Irgendwie macht es mir Spass, Menschen in normalen Alltags-Situationen
völlig aus dem Konzept zu bringen. Wie wieder mal neulich in meiner
Lieblingsmetzgerei...
Folgende Situation:
Hinter mir eine Schlange, vor mir eine dieser netten
Fleischereifachverkäuferin.
"Einmal von dem Schwarzwälder Schinken"
"100 Gramm?"
"Ja!"
"Darf's etwas mehr sein?"
"Ja klar!" (Typisch, SO kann man auch Kohle machen!)
"Darf's sonst noch was sein?"
Ich finde die klassische Bestellerei öde. Also denke ich, ich bin mal
flexibel:
"Ja, bitte noch 113 Gramm Aufschnitt!"
Totenstille in der Metzgerei. Was ist das denn für eine Bestellung?
"113 Gramm?!?" Die Fleischfachkraft starrt mich an, als hätte ich gesagt,
sie legt beim Wiegen jedes Mal ihre Brüste mit auf die Waage. Sie versucht
es mit dem ich-habe-mich-verhört-Trick: "100 Gramm Aufschnitt, jawoll!".

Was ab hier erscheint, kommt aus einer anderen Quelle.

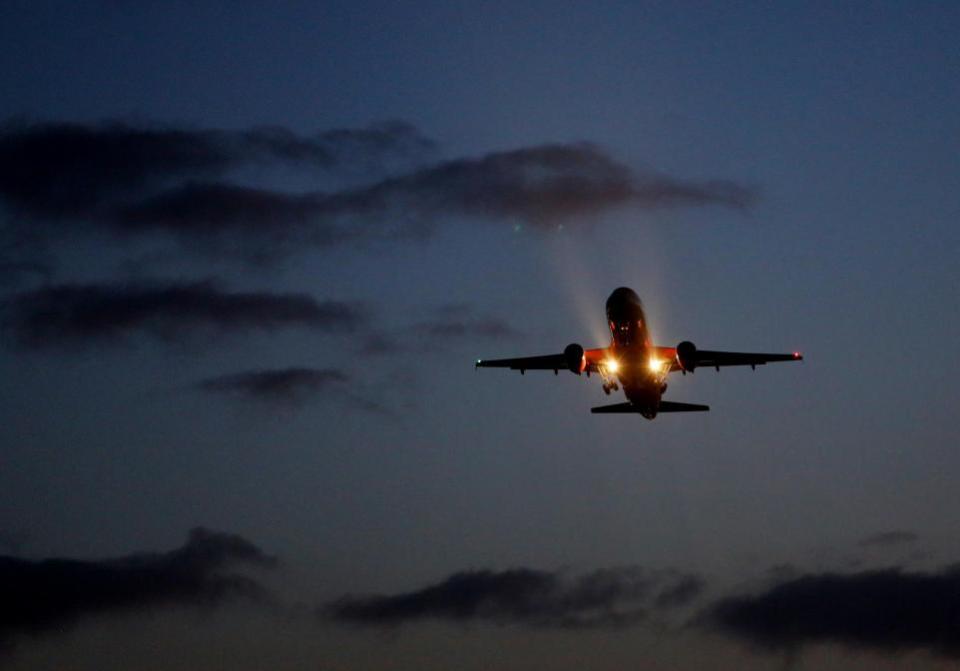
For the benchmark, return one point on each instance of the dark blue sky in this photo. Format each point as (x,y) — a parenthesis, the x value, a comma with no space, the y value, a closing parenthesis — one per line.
(362,174)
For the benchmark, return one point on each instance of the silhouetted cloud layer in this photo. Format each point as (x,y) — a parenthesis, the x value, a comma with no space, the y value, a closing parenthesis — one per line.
(459,321)
(543,186)
(603,598)
(126,181)
(73,169)
(886,610)
(283,386)
(889,539)
(45,595)
(78,313)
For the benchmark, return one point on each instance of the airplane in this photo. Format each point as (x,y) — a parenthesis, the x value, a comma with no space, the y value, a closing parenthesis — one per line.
(634,362)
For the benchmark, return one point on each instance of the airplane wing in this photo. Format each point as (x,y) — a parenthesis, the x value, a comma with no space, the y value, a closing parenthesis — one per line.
(554,362)
(686,357)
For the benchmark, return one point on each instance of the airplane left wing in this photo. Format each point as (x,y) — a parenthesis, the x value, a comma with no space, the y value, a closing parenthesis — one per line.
(585,360)
(686,357)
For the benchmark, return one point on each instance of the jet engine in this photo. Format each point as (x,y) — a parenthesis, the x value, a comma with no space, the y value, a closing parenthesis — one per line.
(687,356)
(576,362)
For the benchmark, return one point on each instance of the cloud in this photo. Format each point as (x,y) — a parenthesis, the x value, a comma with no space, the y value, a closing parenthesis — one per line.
(603,598)
(45,595)
(58,170)
(887,610)
(288,386)
(130,181)
(543,186)
(459,321)
(69,314)
(889,539)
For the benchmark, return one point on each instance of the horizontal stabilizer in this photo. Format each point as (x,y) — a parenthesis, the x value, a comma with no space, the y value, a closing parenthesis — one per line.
(665,406)
(616,407)
(670,406)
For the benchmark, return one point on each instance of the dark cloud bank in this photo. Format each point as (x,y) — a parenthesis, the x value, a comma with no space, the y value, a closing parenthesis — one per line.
(287,386)
(69,314)
(886,611)
(603,598)
(43,596)
(72,169)
(128,180)
(889,539)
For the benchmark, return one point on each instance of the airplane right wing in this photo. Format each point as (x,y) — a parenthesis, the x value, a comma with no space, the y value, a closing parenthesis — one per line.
(572,359)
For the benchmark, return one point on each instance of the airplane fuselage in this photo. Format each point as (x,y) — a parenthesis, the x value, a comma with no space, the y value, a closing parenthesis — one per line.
(639,372)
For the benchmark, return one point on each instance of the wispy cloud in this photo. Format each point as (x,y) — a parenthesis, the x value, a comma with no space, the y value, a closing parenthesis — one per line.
(43,596)
(71,314)
(604,598)
(287,386)
(889,539)
(128,181)
(65,170)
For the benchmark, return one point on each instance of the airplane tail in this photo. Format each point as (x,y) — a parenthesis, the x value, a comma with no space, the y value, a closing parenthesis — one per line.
(665,406)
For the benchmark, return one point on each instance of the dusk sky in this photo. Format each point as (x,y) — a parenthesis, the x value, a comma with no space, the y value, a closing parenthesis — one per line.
(249,253)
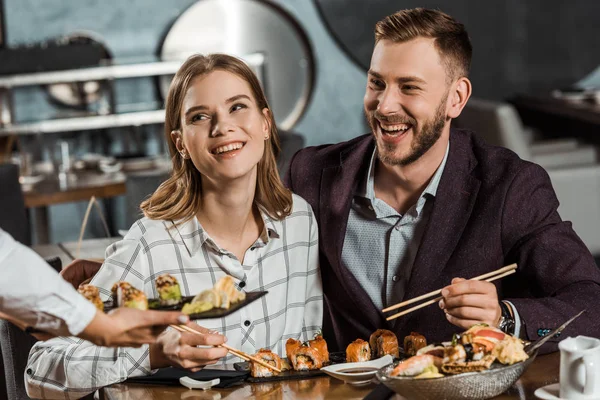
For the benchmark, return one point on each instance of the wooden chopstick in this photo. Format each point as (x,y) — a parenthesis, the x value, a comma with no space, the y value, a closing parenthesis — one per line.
(509,272)
(437,292)
(235,352)
(183,328)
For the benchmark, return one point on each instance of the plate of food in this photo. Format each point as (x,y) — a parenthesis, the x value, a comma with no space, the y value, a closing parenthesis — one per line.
(312,358)
(480,363)
(221,300)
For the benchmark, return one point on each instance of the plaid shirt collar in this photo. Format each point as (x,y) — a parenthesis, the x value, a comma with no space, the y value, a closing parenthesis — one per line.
(194,236)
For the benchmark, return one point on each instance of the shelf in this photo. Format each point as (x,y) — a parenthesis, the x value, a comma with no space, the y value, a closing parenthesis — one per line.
(109,72)
(86,123)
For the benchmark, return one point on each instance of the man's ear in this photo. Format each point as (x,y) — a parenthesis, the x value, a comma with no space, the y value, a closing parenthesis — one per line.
(458,96)
(177,138)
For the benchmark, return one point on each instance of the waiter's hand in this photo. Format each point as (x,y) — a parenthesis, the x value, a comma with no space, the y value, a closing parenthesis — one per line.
(128,327)
(468,302)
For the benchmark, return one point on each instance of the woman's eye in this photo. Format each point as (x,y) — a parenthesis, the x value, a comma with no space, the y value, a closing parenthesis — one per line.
(199,117)
(238,106)
(377,83)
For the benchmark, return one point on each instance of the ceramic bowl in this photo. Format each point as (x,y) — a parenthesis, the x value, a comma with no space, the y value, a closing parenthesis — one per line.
(469,385)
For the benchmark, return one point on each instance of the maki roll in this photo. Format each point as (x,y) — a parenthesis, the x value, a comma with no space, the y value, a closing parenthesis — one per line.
(266,355)
(384,342)
(91,293)
(291,345)
(305,358)
(413,343)
(125,295)
(320,345)
(168,290)
(358,351)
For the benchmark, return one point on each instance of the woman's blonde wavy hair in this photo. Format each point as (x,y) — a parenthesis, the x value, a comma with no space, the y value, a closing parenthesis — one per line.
(178,198)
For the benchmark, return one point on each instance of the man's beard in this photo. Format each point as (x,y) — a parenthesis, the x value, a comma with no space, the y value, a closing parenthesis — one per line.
(422,141)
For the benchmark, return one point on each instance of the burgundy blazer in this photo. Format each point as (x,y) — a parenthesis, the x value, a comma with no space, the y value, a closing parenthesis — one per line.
(491,209)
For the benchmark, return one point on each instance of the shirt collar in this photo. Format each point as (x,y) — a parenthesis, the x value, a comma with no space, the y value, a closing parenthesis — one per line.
(194,236)
(366,188)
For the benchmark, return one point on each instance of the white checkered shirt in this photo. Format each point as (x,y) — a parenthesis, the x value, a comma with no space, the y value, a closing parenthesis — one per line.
(283,261)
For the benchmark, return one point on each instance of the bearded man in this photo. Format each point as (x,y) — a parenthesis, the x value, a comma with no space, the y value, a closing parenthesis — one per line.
(417,206)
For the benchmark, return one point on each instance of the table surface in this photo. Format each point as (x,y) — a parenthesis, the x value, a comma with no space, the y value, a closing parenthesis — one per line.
(91,249)
(543,371)
(79,186)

Aber nicht mit mir! "Nein, 113 Gramm, bitte!!"
"113 Gramm?"
"So ist es!".
100 Gramm kann sie schätzen, hat sie ja den ganzen Tag. Aber 113 Gramm, DAS
ist eine Herausforderung - zumal, wenn der Laden voll ist wie ein Kölner im
Karneval. Sie packt den Aufschnitt, legt ihn auf ein Stück Papier und auf
die Waage. Die Digitalanzeige blättert sich auf 118 Gramm.
"Darf's ein bißchen mehr sein?" Sie ist schlau!!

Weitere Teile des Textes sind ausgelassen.